Universal patterns of rogue waves

TL;DR

This paper reveals that rogue wave patterns in integrable systems like the NLS equation exhibit universal geometric structures, which are analytically linked to the root structures of the Yablonskii-Vorob'ev polynomial hierarchy, especially for large free parameters.

Contribution

It establishes a universal connection between rogue wave patterns and the root structures of Yablonskii-Vorob'ev polynomials across different integrable equations.

Findings

Rogue wave patterns form geometric structures such as triangles and polygons.

Patterns are determined by the root structures of Yablonskii-Vorob'ev polynomials.

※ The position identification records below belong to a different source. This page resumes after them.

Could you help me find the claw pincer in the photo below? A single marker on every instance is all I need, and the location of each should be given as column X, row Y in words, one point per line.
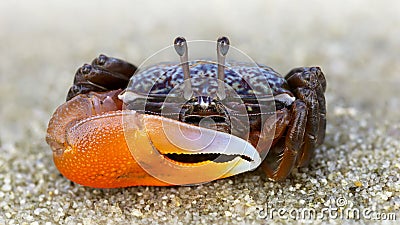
column 97, row 144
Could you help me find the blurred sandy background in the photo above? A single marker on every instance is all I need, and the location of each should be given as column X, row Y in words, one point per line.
column 356, row 43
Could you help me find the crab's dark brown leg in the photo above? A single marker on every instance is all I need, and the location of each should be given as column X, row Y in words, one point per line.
column 282, row 158
column 308, row 85
column 105, row 73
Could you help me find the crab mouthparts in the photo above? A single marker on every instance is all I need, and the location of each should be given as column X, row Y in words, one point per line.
column 179, row 153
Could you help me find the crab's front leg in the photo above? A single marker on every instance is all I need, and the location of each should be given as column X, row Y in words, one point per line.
column 306, row 129
column 104, row 74
column 96, row 143
column 308, row 84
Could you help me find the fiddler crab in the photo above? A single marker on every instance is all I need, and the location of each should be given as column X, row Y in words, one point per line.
column 186, row 122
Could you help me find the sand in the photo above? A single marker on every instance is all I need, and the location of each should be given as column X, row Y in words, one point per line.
column 356, row 44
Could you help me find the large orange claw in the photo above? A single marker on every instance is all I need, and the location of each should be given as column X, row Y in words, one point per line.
column 97, row 144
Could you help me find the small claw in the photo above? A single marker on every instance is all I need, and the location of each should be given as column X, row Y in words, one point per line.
column 107, row 147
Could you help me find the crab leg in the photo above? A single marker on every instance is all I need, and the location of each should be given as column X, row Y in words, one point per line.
column 309, row 85
column 287, row 151
column 96, row 144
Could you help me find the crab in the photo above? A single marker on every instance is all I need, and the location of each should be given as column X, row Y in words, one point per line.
column 186, row 123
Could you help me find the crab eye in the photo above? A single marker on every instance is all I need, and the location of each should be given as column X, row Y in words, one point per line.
column 86, row 69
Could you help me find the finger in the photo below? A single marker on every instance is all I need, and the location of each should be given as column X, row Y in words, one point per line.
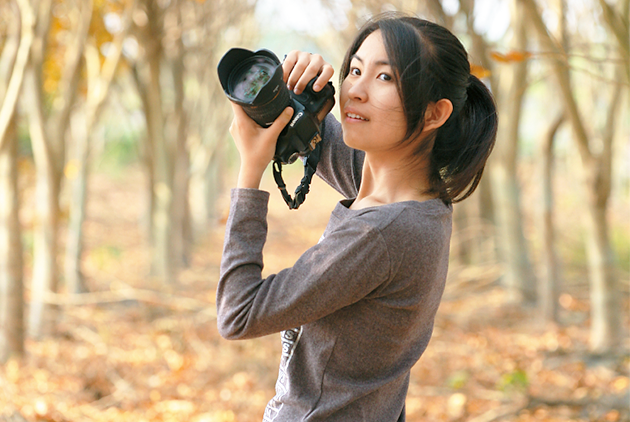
column 314, row 68
column 298, row 69
column 324, row 77
column 280, row 122
column 287, row 64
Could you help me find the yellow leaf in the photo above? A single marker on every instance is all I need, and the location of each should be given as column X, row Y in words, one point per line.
column 498, row 57
column 518, row 56
column 479, row 71
column 510, row 57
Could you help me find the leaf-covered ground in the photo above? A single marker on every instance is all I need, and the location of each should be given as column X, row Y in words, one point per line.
column 158, row 356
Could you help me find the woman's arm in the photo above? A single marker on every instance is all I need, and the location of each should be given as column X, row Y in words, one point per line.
column 345, row 266
column 340, row 166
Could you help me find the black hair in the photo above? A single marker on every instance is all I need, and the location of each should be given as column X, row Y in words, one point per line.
column 430, row 64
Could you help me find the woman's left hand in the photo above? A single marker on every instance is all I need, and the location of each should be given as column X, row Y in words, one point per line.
column 256, row 145
column 300, row 67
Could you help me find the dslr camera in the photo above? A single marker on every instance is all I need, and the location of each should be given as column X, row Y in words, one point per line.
column 254, row 80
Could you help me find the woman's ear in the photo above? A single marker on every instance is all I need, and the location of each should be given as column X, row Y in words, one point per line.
column 437, row 114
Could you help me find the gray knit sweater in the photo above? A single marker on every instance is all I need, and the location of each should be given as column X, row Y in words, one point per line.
column 355, row 311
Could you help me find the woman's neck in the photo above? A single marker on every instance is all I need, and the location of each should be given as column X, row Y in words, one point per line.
column 387, row 179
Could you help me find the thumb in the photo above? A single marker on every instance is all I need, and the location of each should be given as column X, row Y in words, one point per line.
column 282, row 120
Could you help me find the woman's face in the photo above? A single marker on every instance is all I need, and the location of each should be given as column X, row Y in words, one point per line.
column 372, row 116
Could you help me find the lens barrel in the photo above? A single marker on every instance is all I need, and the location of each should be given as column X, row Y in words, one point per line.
column 254, row 81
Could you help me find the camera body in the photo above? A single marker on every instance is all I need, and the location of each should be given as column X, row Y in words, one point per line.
column 254, row 81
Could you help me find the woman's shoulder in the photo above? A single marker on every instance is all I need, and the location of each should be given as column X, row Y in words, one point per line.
column 401, row 219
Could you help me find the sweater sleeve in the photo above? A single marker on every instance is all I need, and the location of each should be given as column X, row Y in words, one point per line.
column 340, row 166
column 345, row 266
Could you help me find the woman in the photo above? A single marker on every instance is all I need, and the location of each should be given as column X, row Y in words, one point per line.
column 356, row 310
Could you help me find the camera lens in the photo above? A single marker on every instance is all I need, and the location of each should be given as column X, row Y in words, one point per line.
column 250, row 77
column 254, row 80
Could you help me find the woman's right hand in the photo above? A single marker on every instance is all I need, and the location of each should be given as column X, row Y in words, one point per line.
column 300, row 67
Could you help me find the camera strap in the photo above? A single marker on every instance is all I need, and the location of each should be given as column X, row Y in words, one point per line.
column 310, row 166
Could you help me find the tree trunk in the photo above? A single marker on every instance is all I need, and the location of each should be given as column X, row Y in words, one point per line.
column 99, row 82
column 42, row 316
column 11, row 282
column 549, row 282
column 78, row 180
column 18, row 67
column 518, row 275
column 605, row 303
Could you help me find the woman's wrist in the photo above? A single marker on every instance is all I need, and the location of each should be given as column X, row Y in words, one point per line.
column 248, row 179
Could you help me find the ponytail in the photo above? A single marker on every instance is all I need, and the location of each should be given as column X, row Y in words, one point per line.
column 430, row 64
column 463, row 144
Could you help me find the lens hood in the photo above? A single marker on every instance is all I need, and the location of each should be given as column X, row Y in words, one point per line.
column 233, row 58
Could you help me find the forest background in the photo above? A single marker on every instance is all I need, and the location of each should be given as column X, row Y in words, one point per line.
column 116, row 163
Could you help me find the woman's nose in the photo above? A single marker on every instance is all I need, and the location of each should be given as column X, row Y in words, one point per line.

Orientation of patterns is controlled by the phase of free parameters.

Abstract

Rogue wave patterns in the nonlinear Schr\"{o}dinger (NLS) equation and the derivative NLS equation are analytically studied. It is shown that when the free parameters in the analytical expressions of these rogue waves are large, these waves would exhibit the same patterns, comprising fundamental rogue waves forming clear geometric structures such as triangle, pentagon, heptagon and nonagon, with a possible lower-order rogue wave at its center. These rogue patterns are analytically determined by the root structures of the Yablonskii-Vorob'ev polynomial hierarchy, and their orientations are controlled by the phase of the large free parameter. This connection of rogue wave patterns to the root structures of the Yablonskii-Vorob'ev polynomial hierarchy goes beyond the NLS and derivative NLS equations, and it gives rise to universal rogue wave patterns in integrable systems.